Hm, ich dachte immer, dass Lady Di eigentlich ziemlich unglücklich und von ihrer öffentlichen Rolle alles andere als begeistert war. Die Öffentlichkeit stand doch vor allem deshalb hinter ihr, weil man sie für die Fremdgeherei ihres Ex-Mannes bedauert hat. Aber Expertin für „Royalklatsch“ bin ich nicht gerade.

Ob du als Gattin eines bekannten Mannes auch selbst
etwas wirst, hängt schon von dir selbst ab. Wenn du heiratest

  • oder einen Freund hast - und in den Freundes- und
    Bekanntenkreis deines Mannes trittst (was ich für normal
    halte, er tritt ja auch in meinen), bin ich dort auch erst mal
    als seine Frau und somit über ihn definiert.

Ganz so einfach ist das -denke ich- nicht. Bei einem bekannten Mann, heiratet man die „Gattenrolle“ doch gleich mit und man muss sie dann auch erfüllen. Egal, ob das den eigenen Wünschen entspricht oder nicht. Das hat eben nicht nur private, sondern automatisch auch berufliche Konsequenzen.

Inwieweit ich
mich dann auch selbst definiere oder stillhalte und mich
weiter über ihn definieren lasse, liegt an mir.

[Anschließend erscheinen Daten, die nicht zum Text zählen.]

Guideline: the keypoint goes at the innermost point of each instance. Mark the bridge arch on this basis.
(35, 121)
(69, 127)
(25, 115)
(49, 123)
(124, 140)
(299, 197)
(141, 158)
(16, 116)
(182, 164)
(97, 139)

Definiert wird man in erster Linie von der Öffentlichkeit. Und wenn man es versaut, leidet das Ansehen des Gatten gleich mit. „Kanzlergattin“ ist nicht nur Privatsache, es ist ein Job. Und den muss man schon mögen.

Dabei ist es
egal, wie bekannt oder karrieregeil der Mann ist. Und wenn ich
andere Interesse habe und die auch verfolge, heißt das noch
lange nicht, dass ich mich gegen meinen Mann stelle.

Stell dir mal vor, Lady Di hätte sich entschlossen wieder als Kindergärtnerin zu arbeiten. Und wann soll eine Kanzlergattin schon eigene berufliche Interessen verfolgen. Sie ist mit „Politterminen“ doch voll ausgelastet.

Vielleicht unterschätzt du die Frauen ein wenig und traust
ihnen nicht zu, sich selbst darzustellen, sobald sie jemanden
an ihrer Seite haben.

Nein, ganz bestimmt nicht. Ich sage nur, mein Ding wäre das nicht, einen Kanzler zu heiraten, weil mir die damit verbundene Rolle absolut nicht gefällt. Das ist nicht als Kritik an den Frauen gedacht, die das tun.

Viele Grüsse,
Lisa

Hi, Lisa,

Hm, ich dachte immer, dass Lady Di eigentlich ziemlich
unglücklich und von ihrer öffentlichen Rolle alles andere als
begeistert war. Die Öffentlichkeit stand doch vor allem
deshalb hinter ihr, weil man sie für die Fremdgeherei ihres
Ex-Mannes bedauert hat. Aber Expertin für „Royalklatsch“ bin
ich nicht gerade.

Ich auch nicht. Ich dachte immer, sie sei so beliebt, weil sie sich so sehr für soziale Projekte, z. B. in der dritten Welt, engagiert.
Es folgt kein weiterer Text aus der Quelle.